The head of the Tripoli parliament, aligned with the Government of National Accord (GNA) based in the capital, dismissed the offer as that of a defeated force.
Haftar’s reversal extends the GNA’s control across most of northwest Libya while Haftar’s Libyan National Army (LNA), based in Benghazi, and its allies control the east and much of the south, as well as most of Libya’s oilfields.
For more than five years, rival parliaments and governments in the east and the west have engaged in a stop-start conflict.

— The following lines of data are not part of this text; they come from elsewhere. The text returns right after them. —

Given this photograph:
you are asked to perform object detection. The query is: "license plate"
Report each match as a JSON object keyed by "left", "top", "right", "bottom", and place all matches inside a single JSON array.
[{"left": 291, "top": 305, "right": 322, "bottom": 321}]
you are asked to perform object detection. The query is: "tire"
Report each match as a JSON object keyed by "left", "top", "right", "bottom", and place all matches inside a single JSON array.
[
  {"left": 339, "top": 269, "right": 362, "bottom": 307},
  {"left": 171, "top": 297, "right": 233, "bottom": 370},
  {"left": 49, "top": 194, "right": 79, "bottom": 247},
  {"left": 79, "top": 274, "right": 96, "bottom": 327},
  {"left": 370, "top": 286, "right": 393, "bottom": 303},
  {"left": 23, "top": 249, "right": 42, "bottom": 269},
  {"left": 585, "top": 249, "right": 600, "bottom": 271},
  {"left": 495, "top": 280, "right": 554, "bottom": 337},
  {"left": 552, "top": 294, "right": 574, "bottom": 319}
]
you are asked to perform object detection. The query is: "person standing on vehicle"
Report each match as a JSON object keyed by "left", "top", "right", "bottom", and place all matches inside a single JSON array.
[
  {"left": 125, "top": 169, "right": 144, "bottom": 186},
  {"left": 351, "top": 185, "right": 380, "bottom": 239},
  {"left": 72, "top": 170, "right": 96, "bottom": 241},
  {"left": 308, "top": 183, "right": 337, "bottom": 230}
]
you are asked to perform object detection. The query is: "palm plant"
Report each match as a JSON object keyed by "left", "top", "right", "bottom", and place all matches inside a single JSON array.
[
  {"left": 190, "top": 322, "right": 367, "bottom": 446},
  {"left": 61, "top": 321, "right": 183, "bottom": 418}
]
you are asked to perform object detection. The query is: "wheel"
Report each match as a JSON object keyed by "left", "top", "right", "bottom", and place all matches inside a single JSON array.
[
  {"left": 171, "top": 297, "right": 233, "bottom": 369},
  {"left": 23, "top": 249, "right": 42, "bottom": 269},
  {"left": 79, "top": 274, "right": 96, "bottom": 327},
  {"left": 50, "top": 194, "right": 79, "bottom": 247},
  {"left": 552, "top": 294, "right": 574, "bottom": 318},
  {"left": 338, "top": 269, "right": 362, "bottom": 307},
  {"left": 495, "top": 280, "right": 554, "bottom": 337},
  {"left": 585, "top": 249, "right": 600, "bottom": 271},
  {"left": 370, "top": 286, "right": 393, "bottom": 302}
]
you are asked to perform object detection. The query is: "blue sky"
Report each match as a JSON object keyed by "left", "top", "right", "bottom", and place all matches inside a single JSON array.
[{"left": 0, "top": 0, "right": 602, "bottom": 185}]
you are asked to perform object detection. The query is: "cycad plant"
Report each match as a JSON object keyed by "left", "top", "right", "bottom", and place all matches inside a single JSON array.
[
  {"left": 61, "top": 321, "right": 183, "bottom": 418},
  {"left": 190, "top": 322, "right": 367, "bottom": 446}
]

Egypt, the United Arab Emirates and Russia have provided support Haftar, but that backing has been outweighed in recent months by Turkish military backing for the GNA.
Sisi, who was also accompanied in Cairo by eastern Libyan parliament head Aguila Saleh, proposed a ceasefire starting on Monday.
He said the plan included a call for negotiations in Geneva, then the election of a leadership council, the disbanding of militias and the exit of all foreign fighters from Libya.
In brief comments, Haftar said he hoped Sisi could make “urgent and effective efforts to compel Turkey to completely stop the transfer of weapons and mercenaries to Libya”. The UAE was quick to state its support for Saturday’s declaration.
But Khaled al-Meshri, head of the GNA-aligned legislative assembly, said Libyans had no need for new initiatives and rejected Haftar’s attempt to return to negotiations after military defeat, according to Al Jazeera.
GNA ADVANCE
GNA forces also continued their advance as the LNA retreated from al-Washka, west of the coastal city of Sirte, sources on both sides said.
Libya has had no stable central authority since dictator Muammar Gaddafi was overthrown by NATO-backed rebels in 2011.
Haftar is a deeply divisive figure whose offensive upended a U.N.-led peace process, and it is unclear how much traction any initiative proposed by him or his allies can gain.
A text of the plan included “the disbanding of militias and the handing over of their arms so that the Libyan National Army … can carry out its military and security responsibilities”.
That language reflects the LNA’s narrative of restoring order over western Libya’s many disparate armed groups, and is likely to antagonise its rivals.
Numerous previous attempts to establish truces and a return to negotiations have foundered, though the United Nations has started holding separate ceasefire talks with both sides.
Egyptian-led efforts to unify Libya’s military have also stalled in the past over Haftar’s request to be supreme commander, diplomats say.
GNA forces are likely to keep going until they meet resistance, said Tarek Megerisi, a Libya analyst at the European Council on Foreign Relations.
“Right now, military voices are ascendant and supported by a fear that Haftar and the UAE will exploit any truce to consolidate and launch counter-attacks,” he said.